Семья в огне | страница 41
Джун садится на влажный мох и подтягивает колени к груди. Нет, здесь ей покоя не будет. Два дня назад, утром в Северной Дакоте, она решила найти это место. Озеро Боумен. Два слова пришли ей на ум, когда она наблюдала за учениками летней школы, шумной шеренгой выстроившимися на парковке. «Озеро Боумен, национальный парк «Глейшер», Монтана». Джун представила мелкие черные буквы в самом низу открытки. Школьные автобусы захлопнули двери и неторопливо тронулись с места. Перед глазами Джун встало чистое озеро с зеркальной поверхностью, отражающей безоблачное небо. На обратной стороне Лолли аккуратно вывела свое послание: вновь и вновь читая эти короткие строки, Джун поняла, куда надо ехать. Туда, где ее дочь не нашла ни единого изъяна.
Ребекка
Ее машина просто стоит себе. Новенький «Субару»-универсал с нью-йоркскими номерами. Черный, как и все тамошние машины. Наверное, можно было пробить ее по номеру – если б нам действительно понадобилось узнать, кто она такая. Но это нехорошо, к тому же меня не покидает чувство, что эта женщина, которая и не говорит толком, назначила всех нас – меня, Келли и Сисси – своими защитниками. От чего и от кого – неизвестно. Так что пробивать номера (понятия не имею, как это делается) и вообще что-то про нее разнюхивать мы не станем, это все равно что нарушить негласный уговор, который мы заключили, когда согласились анонимно поселить ее в нашей гостинице. Никто нас не заставлял, мы сами решили ее принять, так что пусть живет сколько надо, кем бы она ни была.
На Рождество к нам приезжал один из братьев Келли с женой и сыновьями. Утром мы открыли подарки, а потом готовили большой праздничный ужин. Келли оставила под ее дверью записку с приглашением, но она не ответила и не пришла – как мы и думали. Сисси положила под дверь печенье с шоколадом и карамелью, а заодно такой же бананово-черничный кекс, какой она испекла для нас. «Ну, хоть какие-то фрукты ей достанутся», – пошутила Келли, однако я впервые заметила в ее взгляде настоящую тревогу.

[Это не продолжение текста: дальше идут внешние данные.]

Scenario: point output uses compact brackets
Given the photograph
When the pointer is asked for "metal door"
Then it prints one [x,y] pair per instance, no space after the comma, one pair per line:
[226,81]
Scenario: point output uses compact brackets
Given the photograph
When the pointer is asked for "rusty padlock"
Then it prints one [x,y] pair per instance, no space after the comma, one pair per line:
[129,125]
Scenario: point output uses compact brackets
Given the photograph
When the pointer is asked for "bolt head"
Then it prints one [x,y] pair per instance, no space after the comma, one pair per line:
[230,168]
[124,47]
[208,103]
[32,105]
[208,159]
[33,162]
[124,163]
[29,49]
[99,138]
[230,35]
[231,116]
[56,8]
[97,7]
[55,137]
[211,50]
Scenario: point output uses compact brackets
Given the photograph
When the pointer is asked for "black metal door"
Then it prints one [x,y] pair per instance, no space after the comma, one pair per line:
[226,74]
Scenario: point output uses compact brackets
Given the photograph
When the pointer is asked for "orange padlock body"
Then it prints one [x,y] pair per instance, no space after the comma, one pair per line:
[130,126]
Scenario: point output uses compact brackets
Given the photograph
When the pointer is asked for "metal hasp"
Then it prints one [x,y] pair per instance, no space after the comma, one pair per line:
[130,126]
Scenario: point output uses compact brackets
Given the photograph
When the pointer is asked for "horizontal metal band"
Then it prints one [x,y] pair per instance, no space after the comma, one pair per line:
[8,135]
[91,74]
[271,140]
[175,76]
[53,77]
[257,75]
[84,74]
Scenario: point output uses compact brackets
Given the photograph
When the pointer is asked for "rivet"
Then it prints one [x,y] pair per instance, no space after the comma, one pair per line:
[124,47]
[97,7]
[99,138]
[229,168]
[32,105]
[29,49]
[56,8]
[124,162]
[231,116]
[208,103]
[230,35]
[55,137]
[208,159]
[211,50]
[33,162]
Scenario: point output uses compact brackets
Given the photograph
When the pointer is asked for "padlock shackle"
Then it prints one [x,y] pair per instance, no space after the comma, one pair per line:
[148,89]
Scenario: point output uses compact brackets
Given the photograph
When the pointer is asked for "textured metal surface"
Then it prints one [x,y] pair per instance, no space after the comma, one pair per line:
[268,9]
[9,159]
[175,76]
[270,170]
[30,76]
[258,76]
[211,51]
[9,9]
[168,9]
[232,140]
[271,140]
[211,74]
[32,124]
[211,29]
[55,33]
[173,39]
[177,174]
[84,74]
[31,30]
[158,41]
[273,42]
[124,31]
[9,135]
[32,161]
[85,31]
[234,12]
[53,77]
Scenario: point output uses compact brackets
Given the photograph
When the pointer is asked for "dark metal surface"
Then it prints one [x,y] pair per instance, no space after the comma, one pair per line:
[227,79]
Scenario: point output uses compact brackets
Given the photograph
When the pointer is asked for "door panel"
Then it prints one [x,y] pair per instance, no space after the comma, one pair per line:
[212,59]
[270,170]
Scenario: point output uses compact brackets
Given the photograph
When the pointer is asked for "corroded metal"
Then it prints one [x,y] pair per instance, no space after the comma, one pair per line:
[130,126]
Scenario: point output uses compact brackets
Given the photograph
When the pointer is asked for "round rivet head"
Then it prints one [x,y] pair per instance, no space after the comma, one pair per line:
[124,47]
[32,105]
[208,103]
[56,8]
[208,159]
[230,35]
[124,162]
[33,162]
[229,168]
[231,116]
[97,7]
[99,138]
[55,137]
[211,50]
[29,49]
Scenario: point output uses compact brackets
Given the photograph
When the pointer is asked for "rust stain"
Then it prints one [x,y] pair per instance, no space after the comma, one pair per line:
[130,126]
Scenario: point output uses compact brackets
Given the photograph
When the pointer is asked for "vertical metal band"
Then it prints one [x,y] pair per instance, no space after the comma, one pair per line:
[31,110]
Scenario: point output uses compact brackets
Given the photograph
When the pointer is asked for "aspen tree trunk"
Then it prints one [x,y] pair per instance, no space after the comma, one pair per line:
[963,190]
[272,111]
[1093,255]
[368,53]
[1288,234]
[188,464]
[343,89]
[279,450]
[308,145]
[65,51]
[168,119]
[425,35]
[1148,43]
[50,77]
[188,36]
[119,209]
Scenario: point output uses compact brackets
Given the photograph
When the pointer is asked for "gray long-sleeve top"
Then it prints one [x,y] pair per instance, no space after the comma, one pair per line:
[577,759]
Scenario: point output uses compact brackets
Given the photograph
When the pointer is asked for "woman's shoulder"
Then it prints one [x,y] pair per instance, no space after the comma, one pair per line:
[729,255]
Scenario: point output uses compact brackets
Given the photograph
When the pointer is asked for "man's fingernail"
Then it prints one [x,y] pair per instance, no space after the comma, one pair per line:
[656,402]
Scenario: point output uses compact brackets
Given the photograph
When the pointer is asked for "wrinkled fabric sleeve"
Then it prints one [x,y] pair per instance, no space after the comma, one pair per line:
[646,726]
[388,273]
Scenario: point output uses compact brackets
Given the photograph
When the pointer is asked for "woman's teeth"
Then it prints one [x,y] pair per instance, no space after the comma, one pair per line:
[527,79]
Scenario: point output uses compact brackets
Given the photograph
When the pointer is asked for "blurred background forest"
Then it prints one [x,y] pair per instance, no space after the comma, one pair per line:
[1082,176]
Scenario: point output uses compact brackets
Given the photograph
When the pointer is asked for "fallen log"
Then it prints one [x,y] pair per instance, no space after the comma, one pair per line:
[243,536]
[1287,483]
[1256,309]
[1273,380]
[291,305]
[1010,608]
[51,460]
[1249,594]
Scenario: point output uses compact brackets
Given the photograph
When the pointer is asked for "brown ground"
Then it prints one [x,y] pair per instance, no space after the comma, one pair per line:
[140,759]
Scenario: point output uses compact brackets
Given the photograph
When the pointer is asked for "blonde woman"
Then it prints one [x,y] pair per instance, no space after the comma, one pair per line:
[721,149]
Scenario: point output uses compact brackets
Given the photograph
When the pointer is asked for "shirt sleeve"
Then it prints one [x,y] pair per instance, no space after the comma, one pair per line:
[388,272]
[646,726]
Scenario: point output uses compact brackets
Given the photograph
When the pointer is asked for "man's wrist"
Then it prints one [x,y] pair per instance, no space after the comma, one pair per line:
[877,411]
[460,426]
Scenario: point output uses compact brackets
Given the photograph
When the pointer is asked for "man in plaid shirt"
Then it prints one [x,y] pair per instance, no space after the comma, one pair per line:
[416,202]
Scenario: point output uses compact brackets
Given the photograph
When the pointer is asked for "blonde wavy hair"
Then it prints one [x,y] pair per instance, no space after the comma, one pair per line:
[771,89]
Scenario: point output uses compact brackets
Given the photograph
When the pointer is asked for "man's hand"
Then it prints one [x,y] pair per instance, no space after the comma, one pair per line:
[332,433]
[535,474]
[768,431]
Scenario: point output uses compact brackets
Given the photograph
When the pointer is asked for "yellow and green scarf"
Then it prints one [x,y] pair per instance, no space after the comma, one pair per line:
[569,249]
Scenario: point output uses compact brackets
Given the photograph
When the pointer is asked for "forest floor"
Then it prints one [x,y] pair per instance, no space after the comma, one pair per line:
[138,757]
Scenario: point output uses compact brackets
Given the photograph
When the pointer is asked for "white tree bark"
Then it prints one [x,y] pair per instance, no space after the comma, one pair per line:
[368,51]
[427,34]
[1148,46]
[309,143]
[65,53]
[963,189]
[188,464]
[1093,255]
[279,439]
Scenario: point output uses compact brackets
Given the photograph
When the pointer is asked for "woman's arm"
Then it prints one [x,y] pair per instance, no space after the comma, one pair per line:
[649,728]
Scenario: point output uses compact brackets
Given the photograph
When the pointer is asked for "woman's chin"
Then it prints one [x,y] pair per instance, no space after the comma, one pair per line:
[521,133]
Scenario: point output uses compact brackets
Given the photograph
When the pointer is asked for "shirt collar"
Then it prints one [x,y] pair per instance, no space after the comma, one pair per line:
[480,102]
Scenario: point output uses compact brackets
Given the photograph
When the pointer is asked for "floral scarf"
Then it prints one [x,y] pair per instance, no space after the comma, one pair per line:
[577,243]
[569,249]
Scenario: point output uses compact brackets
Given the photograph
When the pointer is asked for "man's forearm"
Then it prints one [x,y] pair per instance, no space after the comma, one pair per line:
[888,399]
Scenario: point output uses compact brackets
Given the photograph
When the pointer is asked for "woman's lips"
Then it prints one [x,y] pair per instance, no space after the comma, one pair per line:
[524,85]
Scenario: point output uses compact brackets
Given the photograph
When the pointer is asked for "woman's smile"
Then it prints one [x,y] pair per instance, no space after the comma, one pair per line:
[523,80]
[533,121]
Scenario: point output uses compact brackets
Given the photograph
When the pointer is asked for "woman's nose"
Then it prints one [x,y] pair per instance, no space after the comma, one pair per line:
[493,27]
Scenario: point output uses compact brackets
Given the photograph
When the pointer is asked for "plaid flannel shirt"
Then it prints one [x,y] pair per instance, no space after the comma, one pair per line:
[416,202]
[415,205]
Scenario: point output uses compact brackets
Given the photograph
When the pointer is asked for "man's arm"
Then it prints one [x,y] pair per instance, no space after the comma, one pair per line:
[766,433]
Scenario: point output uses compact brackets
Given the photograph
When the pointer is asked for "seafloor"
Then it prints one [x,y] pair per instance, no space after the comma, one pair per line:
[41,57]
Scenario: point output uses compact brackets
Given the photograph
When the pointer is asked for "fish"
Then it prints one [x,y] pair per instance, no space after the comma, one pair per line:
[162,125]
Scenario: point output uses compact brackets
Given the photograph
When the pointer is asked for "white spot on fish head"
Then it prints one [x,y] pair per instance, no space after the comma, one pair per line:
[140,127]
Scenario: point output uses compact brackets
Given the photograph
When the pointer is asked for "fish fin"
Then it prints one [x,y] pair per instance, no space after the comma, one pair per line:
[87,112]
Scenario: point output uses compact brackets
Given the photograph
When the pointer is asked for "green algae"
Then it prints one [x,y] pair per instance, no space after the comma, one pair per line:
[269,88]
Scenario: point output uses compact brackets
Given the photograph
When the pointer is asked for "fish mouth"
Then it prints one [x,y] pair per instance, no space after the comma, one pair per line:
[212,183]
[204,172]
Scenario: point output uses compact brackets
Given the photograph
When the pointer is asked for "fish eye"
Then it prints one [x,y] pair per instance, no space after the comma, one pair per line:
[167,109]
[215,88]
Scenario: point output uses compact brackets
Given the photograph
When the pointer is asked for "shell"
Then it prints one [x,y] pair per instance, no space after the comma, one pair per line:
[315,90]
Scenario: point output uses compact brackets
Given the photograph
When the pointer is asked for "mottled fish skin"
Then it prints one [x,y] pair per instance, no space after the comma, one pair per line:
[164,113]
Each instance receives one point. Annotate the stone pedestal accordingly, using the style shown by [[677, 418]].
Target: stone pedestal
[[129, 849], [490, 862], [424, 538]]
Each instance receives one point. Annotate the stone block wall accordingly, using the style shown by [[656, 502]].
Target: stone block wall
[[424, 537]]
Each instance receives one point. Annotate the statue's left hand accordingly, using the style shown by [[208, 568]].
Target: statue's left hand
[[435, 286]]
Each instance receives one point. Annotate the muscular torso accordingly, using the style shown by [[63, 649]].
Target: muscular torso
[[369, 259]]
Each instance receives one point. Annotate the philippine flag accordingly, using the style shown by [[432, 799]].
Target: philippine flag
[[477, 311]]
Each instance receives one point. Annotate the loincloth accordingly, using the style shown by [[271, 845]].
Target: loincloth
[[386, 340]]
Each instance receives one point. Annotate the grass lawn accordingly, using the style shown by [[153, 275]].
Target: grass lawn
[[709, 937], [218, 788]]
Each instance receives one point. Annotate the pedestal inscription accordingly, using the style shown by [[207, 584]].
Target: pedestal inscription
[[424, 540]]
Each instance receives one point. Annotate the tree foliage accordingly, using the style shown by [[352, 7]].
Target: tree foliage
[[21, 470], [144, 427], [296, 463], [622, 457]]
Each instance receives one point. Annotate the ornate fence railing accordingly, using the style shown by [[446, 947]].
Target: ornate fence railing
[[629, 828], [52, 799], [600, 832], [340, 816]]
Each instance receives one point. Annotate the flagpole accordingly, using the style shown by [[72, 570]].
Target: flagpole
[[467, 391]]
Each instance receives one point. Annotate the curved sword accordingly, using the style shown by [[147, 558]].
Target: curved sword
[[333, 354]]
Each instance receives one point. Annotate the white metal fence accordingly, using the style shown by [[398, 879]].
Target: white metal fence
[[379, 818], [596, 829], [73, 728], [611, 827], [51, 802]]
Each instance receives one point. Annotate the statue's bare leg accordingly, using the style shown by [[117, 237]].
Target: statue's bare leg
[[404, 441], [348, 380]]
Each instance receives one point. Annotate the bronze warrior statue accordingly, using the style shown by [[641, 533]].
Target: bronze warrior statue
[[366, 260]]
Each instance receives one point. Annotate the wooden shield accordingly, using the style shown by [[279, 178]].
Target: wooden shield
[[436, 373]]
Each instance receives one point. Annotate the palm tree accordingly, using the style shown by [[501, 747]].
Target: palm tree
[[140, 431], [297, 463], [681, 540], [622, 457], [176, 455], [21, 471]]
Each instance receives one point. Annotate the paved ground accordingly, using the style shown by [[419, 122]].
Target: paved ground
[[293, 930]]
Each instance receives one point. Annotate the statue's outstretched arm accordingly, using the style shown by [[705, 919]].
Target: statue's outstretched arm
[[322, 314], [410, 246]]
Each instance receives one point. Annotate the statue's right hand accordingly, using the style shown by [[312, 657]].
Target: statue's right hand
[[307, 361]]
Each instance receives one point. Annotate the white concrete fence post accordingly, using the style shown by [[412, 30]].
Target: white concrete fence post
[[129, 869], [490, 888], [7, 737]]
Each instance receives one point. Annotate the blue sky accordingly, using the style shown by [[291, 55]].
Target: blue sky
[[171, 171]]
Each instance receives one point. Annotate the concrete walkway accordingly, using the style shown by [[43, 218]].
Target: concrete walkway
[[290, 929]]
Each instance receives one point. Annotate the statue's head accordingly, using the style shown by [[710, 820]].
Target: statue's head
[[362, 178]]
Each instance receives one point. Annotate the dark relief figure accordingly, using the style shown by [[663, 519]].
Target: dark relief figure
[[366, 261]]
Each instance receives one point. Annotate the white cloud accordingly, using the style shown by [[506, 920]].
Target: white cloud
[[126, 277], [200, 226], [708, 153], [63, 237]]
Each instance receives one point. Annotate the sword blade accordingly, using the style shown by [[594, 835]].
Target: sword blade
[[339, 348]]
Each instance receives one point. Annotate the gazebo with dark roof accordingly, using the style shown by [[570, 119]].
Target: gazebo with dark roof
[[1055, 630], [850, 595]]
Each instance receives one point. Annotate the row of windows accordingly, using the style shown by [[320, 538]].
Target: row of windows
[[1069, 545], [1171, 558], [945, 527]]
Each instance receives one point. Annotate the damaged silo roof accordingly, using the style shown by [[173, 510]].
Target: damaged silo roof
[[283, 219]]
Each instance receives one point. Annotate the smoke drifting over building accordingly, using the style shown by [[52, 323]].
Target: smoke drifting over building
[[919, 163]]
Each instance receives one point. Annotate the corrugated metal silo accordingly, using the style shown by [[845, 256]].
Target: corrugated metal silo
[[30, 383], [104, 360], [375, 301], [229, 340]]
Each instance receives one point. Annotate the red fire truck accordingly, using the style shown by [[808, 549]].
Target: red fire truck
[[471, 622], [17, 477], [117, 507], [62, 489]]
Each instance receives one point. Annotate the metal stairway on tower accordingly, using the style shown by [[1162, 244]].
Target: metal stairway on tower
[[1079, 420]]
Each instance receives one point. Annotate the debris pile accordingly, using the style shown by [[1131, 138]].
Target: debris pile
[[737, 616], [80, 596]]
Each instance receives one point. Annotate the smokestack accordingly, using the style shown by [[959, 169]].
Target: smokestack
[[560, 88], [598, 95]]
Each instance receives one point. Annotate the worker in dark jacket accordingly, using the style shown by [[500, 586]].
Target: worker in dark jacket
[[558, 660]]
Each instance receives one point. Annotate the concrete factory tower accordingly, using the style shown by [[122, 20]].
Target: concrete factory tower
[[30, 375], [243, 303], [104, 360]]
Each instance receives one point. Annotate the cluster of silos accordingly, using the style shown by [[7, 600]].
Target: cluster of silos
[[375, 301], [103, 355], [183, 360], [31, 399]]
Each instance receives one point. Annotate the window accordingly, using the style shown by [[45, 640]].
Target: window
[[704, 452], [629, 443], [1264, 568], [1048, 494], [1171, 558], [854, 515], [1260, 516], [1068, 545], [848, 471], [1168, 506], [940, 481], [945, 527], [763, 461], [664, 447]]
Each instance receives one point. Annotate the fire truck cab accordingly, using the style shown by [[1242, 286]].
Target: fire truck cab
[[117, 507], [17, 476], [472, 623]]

Лично я волнуюсь за нашу постоялицу с того самого дня, как она приехала. Что-то меня встревожило в ее изнуренной осанке и походке, безучастности, взгляде – ее глаза были широко открыты физически, но закрыты во всех остальных смыслах. Я знаю этот взгляд. «А что, если она приехала сюда умирать? Что тогда?» – спросила я Келли после Нового года. «Значит, она приехала сюда умирать, и ничего тут не поделаешь», – как всегда непринужденно ответила та. «Но если она умрет, и выяснится, что мы поселили ее без документов и кредитки – нам ничего за это не будет? Мы не нарушаем закон?» Келли посмотрела на меня своим фирменным взглядом, как на неразумное дитя, попросившее лечь спать на час позже обычного. Так же она смотрела на меня, когда я впервые заговорила о переезде из Сиэтла. И смотрела так до последнего, пока наконец не поддалась на мои уговоры. Есть у Келли такая особенность: все должно быть так, как заведено. Подъем в четверть седьмого, тут же завтрак: кофе, вареное яйцо и газета, которую она проглатывает целиком к семи утра, вельветовые «ливайсы» и фланелевая рубашка «Л.Л. Бин». Но самое главное – она храбрая. Если повод для перемен веский, она к ним готова. В данном случае веским поводом оказалась я.